The Freshmen science curriculum is Physical Science, made up of Marine Biology, Astronomy, Electricity & Magnetism, and an Introduction to Chemistry. The course is a hands-on laboratory based continuation of the integrated sciences covered in earlier grades. Students explore their world and gain a solid foundation for what they will study in Science over the next 3 years. 

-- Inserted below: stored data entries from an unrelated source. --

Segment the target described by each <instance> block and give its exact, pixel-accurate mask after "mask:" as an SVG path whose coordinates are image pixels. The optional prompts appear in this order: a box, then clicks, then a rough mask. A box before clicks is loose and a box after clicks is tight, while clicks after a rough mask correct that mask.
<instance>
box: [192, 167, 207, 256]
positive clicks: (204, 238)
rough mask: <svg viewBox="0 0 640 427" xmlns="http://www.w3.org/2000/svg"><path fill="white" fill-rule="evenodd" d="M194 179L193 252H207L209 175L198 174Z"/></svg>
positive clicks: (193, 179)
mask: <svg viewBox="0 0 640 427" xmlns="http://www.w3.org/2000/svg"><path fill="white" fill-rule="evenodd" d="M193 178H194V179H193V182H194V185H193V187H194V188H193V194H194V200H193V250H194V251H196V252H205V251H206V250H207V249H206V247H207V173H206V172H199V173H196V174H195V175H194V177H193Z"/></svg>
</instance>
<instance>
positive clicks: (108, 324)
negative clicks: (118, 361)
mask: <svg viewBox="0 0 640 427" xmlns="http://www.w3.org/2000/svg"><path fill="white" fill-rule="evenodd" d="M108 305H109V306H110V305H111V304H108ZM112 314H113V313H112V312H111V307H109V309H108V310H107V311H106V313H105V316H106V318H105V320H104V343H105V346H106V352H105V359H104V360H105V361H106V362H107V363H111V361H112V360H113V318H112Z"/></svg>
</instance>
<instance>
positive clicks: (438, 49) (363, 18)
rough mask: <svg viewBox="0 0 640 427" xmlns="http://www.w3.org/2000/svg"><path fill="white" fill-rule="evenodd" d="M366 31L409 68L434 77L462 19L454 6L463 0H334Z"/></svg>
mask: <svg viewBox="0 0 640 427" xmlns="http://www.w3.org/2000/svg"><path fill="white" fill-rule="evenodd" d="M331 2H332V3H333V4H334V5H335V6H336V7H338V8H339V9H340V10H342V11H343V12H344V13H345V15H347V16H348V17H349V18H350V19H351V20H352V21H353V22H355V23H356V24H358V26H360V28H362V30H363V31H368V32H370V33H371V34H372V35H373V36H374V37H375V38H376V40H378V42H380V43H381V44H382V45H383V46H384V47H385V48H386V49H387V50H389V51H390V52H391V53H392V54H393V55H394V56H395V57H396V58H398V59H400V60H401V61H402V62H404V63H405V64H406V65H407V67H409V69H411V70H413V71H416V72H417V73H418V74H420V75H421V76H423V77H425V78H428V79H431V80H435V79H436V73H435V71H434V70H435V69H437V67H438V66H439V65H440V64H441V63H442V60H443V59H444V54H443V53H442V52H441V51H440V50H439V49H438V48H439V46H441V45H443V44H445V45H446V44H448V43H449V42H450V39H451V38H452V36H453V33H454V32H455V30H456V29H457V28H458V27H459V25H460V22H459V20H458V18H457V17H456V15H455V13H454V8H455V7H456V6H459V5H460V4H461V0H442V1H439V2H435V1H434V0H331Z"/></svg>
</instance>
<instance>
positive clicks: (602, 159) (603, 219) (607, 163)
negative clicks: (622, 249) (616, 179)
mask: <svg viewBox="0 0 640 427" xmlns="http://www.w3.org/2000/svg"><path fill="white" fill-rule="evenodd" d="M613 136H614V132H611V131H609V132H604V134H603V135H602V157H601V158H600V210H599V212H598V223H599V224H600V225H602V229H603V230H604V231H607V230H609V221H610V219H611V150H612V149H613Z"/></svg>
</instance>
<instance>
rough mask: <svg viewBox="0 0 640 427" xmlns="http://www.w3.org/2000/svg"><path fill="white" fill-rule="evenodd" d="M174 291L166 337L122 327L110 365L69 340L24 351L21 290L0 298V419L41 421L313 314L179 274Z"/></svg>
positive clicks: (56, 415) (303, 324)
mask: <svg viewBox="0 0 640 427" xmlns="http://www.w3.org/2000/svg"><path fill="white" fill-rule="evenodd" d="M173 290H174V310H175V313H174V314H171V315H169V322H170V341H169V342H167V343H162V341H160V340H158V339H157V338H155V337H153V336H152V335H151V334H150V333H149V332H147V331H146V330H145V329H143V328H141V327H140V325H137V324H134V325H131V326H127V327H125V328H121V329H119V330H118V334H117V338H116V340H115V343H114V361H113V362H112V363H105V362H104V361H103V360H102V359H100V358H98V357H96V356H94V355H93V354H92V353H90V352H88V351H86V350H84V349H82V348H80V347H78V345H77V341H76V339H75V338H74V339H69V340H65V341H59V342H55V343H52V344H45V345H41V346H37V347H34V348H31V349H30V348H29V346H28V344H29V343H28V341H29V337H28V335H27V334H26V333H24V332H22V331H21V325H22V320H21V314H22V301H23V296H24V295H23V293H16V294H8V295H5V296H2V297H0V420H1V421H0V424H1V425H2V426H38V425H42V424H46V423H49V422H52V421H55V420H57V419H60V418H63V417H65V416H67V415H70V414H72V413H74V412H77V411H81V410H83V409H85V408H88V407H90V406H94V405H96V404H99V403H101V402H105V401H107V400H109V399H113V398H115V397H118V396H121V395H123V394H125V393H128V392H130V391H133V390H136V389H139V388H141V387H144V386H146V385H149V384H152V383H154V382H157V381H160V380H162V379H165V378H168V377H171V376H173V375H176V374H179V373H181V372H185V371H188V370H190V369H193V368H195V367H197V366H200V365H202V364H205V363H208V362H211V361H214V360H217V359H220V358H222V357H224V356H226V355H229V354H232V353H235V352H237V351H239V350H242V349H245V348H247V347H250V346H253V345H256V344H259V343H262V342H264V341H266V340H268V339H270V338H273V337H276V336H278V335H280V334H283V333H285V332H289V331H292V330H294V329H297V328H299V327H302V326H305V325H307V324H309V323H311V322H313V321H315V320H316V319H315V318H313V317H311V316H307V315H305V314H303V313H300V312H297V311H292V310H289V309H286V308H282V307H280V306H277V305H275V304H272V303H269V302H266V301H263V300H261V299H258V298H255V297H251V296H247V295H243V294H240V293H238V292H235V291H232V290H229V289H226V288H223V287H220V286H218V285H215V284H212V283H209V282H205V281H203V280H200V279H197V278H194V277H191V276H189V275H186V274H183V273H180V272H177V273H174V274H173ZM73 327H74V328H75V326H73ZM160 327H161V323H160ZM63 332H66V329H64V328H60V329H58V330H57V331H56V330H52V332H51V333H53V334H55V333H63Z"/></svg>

Students on the Marine Biology Trip kept journals of their findings and favorite activities. One of the students' favorite activities was building ROV's at the Hatfield Marine Science Center. The class was divided into teams (girls vs. guys!) to craft their ROV's out of PVC pipe with a magnet attached to them. The girls dubbed theirs Charlotte, the guys, Tera-DACT-yl 3000. They then had a competition to see which team could collect more magnetic items from the bottom of a pool. A student reflected on building the ROV's:

"Making a submarine was the coolest, not knowing we were using engineering the whole time."

Another favorite memory across the board was the Discovery boat tour. Students studied creatures from plankton to whales and even got to try their hand at driving the boat! 

"When we were on the boat we got to learn more about the importance of the ocean, which made it much more interesting rather than just reading about it." 

"You could see God's majesty through His beautiful creation."

Building students' relationship with God was central to the trip. When studying science, it is hard not to see God's hand in all of His creation. One student commented: 

"...and seeing how beautiful the sea is and the life that lives there made me reflect on how perfect of a job God did in crafting this amazing world."

God's amazing world, indeed. 

For photos, links and more information, check out Mr. Kahler's Marine Biology page here!

Featured Class: Mrs. Wendt's First and Second Grade

Mrs. Wendt, one of TVA's first and second grade teachers, is taking science to a whole new wacky level this year! Her Wacky Science curriculum, which is taught every Thursday, has first and second graders on the edge of their seats and clamoring for more.

Professor Susie Scientist teaches the class, complete with a lab coat, goggles and wacky white wig. Students perform experiments like watching skittles dissolve and bleed color when placed in water, in the process learning about things like what water solubility is and much more. 

Another project involved water beads, teaching students about how to form a hypothesis. If food coloring was introduced into the water, would the water beads absorb it or would they stay clear? Students journal their findings, combining reading, writing, art and drawing skills with their science lesson. 

Wacky science lessons are woven into the larger curriculum that Mrs. Wendt teaches. For example, the week the class did the water beads experiment, they had read "The Invisible Boy", a story about including others. They talked about how the clear beads disappeared into the water and related it back to the book. This week the class experimented with Mentos and Diet Coke, learning about this week's "word to live by", cooperation. They got to see firsthand how well Mentos and Diet Coke cooperate!

Mrs. Wendt has brought STEAM (Science, Technology, Engineering, Art and Math) into her classroom in several other ways. She has iPods with educational apps on them for student use. She created STEM bins with things like 3x5 cards and tape for students to build structures out of, or popsicle sticks of various sizes with velcro on the ends for students to create fun new shapes and structures during free play.

First and second graders in Mrs. Wendt's class are sure to sharpen their science skills this year, and they (and Mrs. Wendt) will have a lot of fun in the process!